South Korean police said Tuesday that they had found the body of a fugitive businessman wanted in connection with April's ferry disaster that left more than 300 people, many of them high school students, dead or missing. 

Police spokesman Wu Hyung-ho told a televised news conference that the body of a man identified as Yoo Byung-eun was found in an agricultural field in the southern South Korean city of Suncheon on June 12. Wu said that the body was decomposed beyond recognition when it was found, but results of DNA and fingerprint tests matched those of the billionaire. 

The cause of Yoo's death is not known. Police said he was wearing a pair of expensive shoes and a costly Italian-made jacket. Also found near him were three empty Korean local liquor bottles, a bag and a magnifying glass, according to police.

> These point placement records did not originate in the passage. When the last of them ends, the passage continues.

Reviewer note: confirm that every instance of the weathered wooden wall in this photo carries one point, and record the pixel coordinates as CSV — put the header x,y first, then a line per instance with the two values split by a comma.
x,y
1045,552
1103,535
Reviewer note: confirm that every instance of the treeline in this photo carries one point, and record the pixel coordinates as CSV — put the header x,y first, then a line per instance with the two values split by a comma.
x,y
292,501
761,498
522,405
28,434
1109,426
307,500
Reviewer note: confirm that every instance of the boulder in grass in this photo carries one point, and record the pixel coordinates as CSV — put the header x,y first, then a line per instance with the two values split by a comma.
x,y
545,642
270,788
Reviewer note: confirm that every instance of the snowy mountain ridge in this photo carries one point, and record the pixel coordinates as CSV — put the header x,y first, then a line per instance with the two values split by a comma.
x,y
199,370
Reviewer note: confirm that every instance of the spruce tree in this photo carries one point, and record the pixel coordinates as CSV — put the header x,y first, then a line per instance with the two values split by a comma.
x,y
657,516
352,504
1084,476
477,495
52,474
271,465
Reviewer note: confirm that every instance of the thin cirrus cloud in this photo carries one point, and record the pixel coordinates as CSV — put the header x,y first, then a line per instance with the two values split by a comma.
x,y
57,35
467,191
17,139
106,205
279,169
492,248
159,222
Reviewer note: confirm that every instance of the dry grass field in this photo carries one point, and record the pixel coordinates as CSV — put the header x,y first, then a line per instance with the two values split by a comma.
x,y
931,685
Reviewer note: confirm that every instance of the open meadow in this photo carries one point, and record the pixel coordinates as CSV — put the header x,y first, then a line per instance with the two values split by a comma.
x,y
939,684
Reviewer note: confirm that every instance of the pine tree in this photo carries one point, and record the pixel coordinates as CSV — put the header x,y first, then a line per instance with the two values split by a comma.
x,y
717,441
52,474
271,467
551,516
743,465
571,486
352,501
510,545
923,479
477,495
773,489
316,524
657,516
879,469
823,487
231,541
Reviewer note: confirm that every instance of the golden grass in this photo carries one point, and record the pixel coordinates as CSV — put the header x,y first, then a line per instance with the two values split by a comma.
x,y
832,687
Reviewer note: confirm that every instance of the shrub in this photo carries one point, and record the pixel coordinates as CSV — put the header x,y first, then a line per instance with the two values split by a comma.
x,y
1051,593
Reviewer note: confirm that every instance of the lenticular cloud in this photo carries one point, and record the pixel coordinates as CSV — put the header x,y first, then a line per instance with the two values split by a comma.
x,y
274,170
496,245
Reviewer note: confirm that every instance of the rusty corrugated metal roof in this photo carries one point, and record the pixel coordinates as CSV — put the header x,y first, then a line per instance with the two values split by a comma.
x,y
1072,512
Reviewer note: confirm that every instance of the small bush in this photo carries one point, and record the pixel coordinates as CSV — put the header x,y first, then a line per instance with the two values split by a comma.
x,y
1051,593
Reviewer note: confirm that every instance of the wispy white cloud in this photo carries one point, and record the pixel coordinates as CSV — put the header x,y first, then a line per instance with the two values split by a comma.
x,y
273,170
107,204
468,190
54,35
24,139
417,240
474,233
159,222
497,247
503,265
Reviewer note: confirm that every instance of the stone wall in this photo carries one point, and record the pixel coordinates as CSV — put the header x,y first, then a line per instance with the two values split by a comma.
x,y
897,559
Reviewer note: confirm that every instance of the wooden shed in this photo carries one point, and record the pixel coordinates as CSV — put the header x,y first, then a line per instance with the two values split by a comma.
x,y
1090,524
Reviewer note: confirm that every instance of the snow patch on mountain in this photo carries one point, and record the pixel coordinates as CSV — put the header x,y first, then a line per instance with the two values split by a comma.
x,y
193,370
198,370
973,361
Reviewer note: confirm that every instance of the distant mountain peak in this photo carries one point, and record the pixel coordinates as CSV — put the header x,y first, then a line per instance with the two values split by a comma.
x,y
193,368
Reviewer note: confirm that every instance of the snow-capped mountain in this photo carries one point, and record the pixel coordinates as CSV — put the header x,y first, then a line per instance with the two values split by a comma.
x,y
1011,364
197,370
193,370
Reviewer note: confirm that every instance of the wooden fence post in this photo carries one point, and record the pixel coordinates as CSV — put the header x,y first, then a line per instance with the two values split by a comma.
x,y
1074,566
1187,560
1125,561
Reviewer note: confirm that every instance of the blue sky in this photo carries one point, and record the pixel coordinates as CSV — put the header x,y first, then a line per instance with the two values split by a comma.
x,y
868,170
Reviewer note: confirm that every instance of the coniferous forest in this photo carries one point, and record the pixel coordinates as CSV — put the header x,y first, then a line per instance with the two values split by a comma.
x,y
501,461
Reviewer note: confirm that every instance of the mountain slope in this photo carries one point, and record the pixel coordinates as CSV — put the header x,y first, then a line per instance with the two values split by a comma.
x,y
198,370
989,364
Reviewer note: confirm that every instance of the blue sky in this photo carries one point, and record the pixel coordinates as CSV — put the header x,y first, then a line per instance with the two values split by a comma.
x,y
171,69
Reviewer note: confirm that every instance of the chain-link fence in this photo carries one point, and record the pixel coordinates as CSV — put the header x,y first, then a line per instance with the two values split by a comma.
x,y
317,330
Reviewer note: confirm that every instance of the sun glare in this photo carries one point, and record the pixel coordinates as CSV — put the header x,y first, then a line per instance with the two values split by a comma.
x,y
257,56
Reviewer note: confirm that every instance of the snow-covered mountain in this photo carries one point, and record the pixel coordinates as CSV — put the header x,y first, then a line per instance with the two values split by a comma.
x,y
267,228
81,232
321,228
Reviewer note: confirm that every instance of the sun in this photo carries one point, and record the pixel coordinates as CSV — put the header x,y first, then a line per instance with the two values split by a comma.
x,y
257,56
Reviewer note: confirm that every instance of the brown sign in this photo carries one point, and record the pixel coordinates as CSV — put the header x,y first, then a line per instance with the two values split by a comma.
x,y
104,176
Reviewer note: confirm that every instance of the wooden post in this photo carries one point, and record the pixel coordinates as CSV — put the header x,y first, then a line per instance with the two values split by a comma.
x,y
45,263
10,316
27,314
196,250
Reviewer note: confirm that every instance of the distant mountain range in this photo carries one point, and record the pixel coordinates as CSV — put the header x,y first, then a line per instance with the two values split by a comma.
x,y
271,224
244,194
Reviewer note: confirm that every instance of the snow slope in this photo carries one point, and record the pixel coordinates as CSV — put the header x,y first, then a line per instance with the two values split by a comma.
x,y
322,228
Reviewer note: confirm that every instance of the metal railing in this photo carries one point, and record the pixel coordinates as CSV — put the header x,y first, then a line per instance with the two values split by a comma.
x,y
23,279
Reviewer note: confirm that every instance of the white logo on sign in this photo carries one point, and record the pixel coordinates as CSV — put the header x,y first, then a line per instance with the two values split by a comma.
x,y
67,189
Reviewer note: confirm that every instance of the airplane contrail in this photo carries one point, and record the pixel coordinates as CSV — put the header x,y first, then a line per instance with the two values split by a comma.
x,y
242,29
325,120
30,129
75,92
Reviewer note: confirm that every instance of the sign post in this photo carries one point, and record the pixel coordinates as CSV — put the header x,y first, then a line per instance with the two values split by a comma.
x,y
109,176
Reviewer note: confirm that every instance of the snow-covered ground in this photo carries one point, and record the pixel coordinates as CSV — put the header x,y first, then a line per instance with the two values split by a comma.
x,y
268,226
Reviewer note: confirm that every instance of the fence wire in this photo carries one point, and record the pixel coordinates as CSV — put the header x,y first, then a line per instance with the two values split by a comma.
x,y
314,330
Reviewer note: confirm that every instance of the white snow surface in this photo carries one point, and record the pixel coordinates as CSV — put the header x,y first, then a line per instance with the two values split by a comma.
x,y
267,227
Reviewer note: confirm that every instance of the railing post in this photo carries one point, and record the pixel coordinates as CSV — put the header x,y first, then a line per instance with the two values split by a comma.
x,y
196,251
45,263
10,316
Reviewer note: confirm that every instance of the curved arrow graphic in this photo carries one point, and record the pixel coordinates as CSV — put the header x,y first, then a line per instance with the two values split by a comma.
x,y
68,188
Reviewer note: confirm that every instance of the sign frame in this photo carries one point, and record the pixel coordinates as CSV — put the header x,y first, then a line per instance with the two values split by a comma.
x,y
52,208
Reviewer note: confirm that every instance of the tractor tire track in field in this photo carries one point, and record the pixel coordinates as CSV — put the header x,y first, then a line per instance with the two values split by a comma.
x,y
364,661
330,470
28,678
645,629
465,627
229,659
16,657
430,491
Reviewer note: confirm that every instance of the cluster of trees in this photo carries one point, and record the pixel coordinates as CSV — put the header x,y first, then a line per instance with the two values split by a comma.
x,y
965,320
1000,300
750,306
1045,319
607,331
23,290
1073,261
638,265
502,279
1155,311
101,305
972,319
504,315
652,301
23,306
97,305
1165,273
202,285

Authorities believe Yoo was the owner of the ferry, the MV Sewol, and say that his alleged corruption may have contributed to its sinking.

The sinking, one of South Korea's deadliest disasters in decades, has caused an outpouring of national grief, and the country is undergoing national soul searching about public safety. About 100 days after the disaster, 294 dead bodies have been retrieved but 10 people are still missing.

Police and prosecutors had been seeking Yoo for weeks and offered a $500,000 reward for tips about him.

Yoo, head of the now-defunct predecessor of the ferry's current operator, Chonghaejin, allegedly still controlled the company through a complex web of holding companies in which his children and close associates are large shareholders. The government offered a $100,000 bounty for Yoo's eldest son, and one of his daughters was arrested in France in May.

The predecessor company, Semo Marine, went bankrupt in the late 1990s but Yoo's family continued to operate ferry businesses under the names of other companies, including one that eventually became Chonghaejin.

Yoo is also a member of a church that critics and defectors say is a cult. Yoo's church made headlines in 1987 when 32 people, who critics suspect were church members, were found dead in the attic of a factory near Seoul in what authorities said was a collective murder-suicide pact. Church members have denied involvement.

Yoo was investigated over the deaths after a probe into the dead people's financial transactions showed some of their money was funneled to him. He was cleared of suspicions that he was behind the suicides because of a lack of evidence, but was convicted on a separate fraud charge.

The Associated Press contributed to this report.